Some interviewed participants also admitted to being regulars in clinical trials – ‘professional participants’ with primarily financial objectives. “This is well characterized in the literature,” Ikeguchi added. “You can see clusters of intentional nonadherence in geographies of professional participants.”
How big of a problem is intentional nonadherence?
Of the approximately 50 worldwide studies that have used the AiCure app, the company focused on 23 studies in their recently published paper in Therapeutic Innovation & Regulatory Science. They examined almost 260,000 observations from almost 3,000 study participants for intentional nonadherence events.
So, just how big of a problem is intentional nonadherence? The results were stunning:
- 4% of all confirmed doses were intentionally non-adherent
- Almost half (48%) of all study participants had at least one intentionally non-adherent dose
- 14% of study participants were intentionally non-adherent for more than 10% of all their doses
- 5% of study participants were intentionally non-adherent for more than one-third of all their doses
- If a study participant intentionally did not take their first dose, their intentional nonadherence rate was an average of 5 times higher than participants who adhered to their first dose
In general, participants in late stage (phase II or III) trials, long duration trials, or enrolled in trials in certain geographic locations were more likely to be intentionally non-adherent.
What can be done to deal with intentional nonadherence?
Because that first dose can be so telling about a participant’s future nonadherence, potential participants can be screened prior to officially enrolling in the trial. A participant could use the AiCure app to take a placebo for a few weeks before being randomized into a treatment group. Their tendencies would be tracked, looking for ‘red flag’ behaviors.
By identifying who is at risk of being intentionally non-adherent, researchers can choose to only randomize adherent participants into treatment groups. This is called an enrichment strategy because separating out the non-adherers before treatment will enrich for the participants who will take the drug, allowing for its effects to be accurately measured. Enrolling non-adherers into their own group is another option, allowing researchers to study the drugs safety or side effects without tracking its efficacy.

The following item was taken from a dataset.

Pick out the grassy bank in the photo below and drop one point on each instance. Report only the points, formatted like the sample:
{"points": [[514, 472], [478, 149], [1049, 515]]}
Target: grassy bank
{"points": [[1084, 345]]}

How could this impact future clinical trials?
Identifying and parsing out intentional nonadherence is a win on multiple aspects. It will clean up trial data so researchers can be confident that they are assessing the outcomes they expect to because the participants followed the protocols.
“Intentional nonadherence convolutes data from participants who actually took the drug, causing major problems and variability in the data,” Ikeguchi commented. “Although trials commonly account for drop out and nonadherence with over enrollment, parsing out intentional nonadherence is not being addressed directly.”

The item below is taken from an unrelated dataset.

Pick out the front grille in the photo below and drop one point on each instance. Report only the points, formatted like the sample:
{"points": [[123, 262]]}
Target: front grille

It could also reduce the overall number of participants needed to enroll. The enrollment pipeline is known to be leaky. Enrollment goals are often inflated to account for the percent of participants who will likely drop out or be lost to follow-up (commonly said to be around 20%) and participants who will be intentionally non-adherent (about 15%). That is a 35% increase in the number of participants, supplies to provide, and effort by researchers to cover these problems! This adds up to much costlier and lengthier trials.
Reducing the extra participant bloat would streamline trials, ultimately reducing their length and cost, allowing the new drug to reach participants faster.